With siRNA, siRNA as a new modality, it seems like the existing infrastructure with phosphoramidite chemistry is, you know, it's there and it's appropriate in amount. As they expand into these larger indications, as you're talking about, I guess what's the problem there? What's the bottleneck? How does ECO Synthesis address that scaling?
Yeah, there's a lot of fun numbers on this, some of which I will give you. You know, if you look at the worldwide supply or demand of siRNA right now, it's maybe 500-700 kg annually. There are drugs in the pipeline that could be more than that on their own. One of the challenges of the chemical approach to making siRNA is it's incredibly inefficient in terms of the use of raw materials. It takes about 7,000L of solvent to make 1kg of siRNA. That solvent is acetonitrile. Some of it's toluene. These are nice organic solvents. That means, you know, petrochemical derivatives that need to be burnt off. The environmental impact of that is huge. The economic impact of that is huge. It's not scalable.
There's not enough acetonitrile in the world to supply the market size that's likely to happen in five to ten years' time. There is an actual availability argument. There is also a cost and effectiveness argument. The beautiful thing about the enzymatic platform is it's aqueous-based and infinitely scalable.

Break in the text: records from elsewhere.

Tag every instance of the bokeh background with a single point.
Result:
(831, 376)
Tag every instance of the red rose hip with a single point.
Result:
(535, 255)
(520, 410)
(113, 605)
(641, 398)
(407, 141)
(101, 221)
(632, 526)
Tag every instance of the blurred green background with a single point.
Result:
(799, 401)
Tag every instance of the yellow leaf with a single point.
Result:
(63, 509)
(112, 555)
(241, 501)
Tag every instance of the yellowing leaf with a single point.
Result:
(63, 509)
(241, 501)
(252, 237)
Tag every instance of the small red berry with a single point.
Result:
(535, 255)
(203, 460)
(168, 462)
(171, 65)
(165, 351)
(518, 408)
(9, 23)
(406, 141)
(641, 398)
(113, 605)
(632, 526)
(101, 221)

I guess the ECO Synthesis platform, you've released a lot of data, like last year at TIDES USA and TIDES Europe. If we zoom out and kind of look at what did you guys demonstrate to prospective customers last year at those scientific conferences? Looking at this year, what are you planning on, you know, unveiling and how is that influencing those discussions?
Right. Absolutely. We need to address this market in a stepwise fashion. We need to grow into the opportunity. One of the ways that we're gonna do that is using something that we call the ligase technology. This is a single family of enzymes which are used to stitch together fragments of siRNA molecules to make the complete entity. What we've discovered is there is a significant market opportunity in doing that because it enables the chemical manufacturers to make shorter strands of RNA out of the gate, stitch them together to make their final drug. That can dramatically improve their efficiency and, to some extent, their scalability. That's been our first step in the market. We had our first commercial order of a double-stranded RNA ligase last year. We're fulfilling that right now. We have others in the pipeline.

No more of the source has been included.